Open weir12 opened this issue 5 years ago • 3 comments

Hi: Recently, I often need to use tombo API to extract data in many regions (such as the mean electrical signal value). It seems that this class tombo.tombo_helper.intervalData Only one region is supported. So I need to create n objects of that class,and apply .add_reads(reads_index).get_base_levels() for each object. Meanwhile,tombo.tombo_helper.TomboReads It doesn't seem to be well-supported by multiprocessing of python. Child processes compete to gain access to this shared object,Only one process has access at any one time(like a lock). My current approach is to have all the children read the index file independently,But the result is a huge drain on computing resources. Could you improve the situation if you don't mind.
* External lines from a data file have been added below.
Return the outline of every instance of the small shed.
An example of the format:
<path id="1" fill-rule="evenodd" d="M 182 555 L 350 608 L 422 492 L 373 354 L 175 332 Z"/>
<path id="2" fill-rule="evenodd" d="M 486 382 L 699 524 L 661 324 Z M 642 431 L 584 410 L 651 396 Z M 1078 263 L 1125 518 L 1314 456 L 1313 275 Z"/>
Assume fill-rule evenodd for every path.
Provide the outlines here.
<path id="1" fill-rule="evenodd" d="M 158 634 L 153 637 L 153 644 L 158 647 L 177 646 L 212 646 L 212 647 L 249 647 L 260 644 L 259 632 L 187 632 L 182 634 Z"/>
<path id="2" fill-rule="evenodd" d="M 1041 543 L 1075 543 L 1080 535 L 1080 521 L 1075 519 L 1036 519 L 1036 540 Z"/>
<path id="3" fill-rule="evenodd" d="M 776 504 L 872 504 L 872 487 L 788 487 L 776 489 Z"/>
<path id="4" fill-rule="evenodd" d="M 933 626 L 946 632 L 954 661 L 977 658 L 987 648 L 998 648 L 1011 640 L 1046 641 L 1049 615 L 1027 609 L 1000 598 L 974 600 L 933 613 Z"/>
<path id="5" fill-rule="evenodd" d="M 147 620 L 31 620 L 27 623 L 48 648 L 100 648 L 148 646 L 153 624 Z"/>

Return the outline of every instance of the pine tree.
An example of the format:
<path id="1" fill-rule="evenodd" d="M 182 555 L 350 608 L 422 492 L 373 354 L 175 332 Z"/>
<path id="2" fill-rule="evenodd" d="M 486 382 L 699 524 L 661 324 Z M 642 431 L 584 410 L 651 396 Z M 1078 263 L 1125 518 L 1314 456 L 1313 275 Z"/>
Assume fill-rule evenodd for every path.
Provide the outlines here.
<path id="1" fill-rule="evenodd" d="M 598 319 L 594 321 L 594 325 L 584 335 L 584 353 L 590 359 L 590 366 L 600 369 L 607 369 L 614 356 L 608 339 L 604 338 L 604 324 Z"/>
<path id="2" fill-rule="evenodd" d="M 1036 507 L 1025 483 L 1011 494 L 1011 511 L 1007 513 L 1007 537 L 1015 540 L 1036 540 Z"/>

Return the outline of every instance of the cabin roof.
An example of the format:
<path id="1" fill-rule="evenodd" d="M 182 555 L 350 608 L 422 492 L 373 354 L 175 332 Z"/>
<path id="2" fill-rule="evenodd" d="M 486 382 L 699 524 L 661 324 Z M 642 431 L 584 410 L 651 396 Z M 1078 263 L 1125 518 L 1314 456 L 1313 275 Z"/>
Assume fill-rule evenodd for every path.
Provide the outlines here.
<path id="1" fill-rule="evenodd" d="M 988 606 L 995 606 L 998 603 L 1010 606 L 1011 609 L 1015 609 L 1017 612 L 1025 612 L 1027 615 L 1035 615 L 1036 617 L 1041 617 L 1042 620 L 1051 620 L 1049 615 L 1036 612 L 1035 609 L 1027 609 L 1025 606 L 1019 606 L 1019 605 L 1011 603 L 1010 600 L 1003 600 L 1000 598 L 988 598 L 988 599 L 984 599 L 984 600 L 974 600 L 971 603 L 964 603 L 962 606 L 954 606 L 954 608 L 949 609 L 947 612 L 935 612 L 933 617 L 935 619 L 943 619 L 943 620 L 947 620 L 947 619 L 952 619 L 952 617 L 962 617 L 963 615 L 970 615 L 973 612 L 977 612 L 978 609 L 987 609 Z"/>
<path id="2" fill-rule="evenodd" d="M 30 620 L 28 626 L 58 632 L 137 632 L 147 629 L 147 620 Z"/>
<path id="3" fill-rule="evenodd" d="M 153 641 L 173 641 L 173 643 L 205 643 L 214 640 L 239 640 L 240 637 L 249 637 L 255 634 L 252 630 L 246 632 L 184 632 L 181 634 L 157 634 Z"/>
Or there are better solutions which I just don't know. best wishes

weir12 avatar Aug 05 '20 17:08 weir12

If you are working with processes (and not threads) then the TomboReads object should not be a shared object and there should not be any locks on access to this data structure. In fact this is exactly how the tombo statistic aggregation multiprocessing works (here in the code). If you could share more details about your implementation with a minimal reproducible example and benchmarks I would be happy to take a further look.

What you may be experiencing is a block on the single FAST5 files being accessed simultaneously by multiple processes. This is one of the major flaws with the storage in single FAST5 files within the Tombo framework. This will unfortunately not be solved in the Tombo framework, but we are aiming to address these issues with a new software package at a future date.

marcus1487 avatar Aug 05 '20 17:08 marcus1487

Hi,here is my multi-process approach

image

When this code executes, only one process is always in the "R" state,with 100% CPU,and other processes is in "S" with 0% CPU Thank you for your help

With this method, the child gets a copy of the sample_index of main process instead of a Shared memory address.But I still don't understand why the child process is blocked

weir12 avatar Aug 06 '20 11:08 weir12

This test looks to be processing only a single read. Thus my best guess is that each process acquires a lock on the HDF5 file for reading, extracts the data and then releases the lock. If this were to be scaled up to many reads the processes could likely process the data more efficiently using multiple cores.

marcus1487 avatar Aug 11 '20 17:08 marcus1487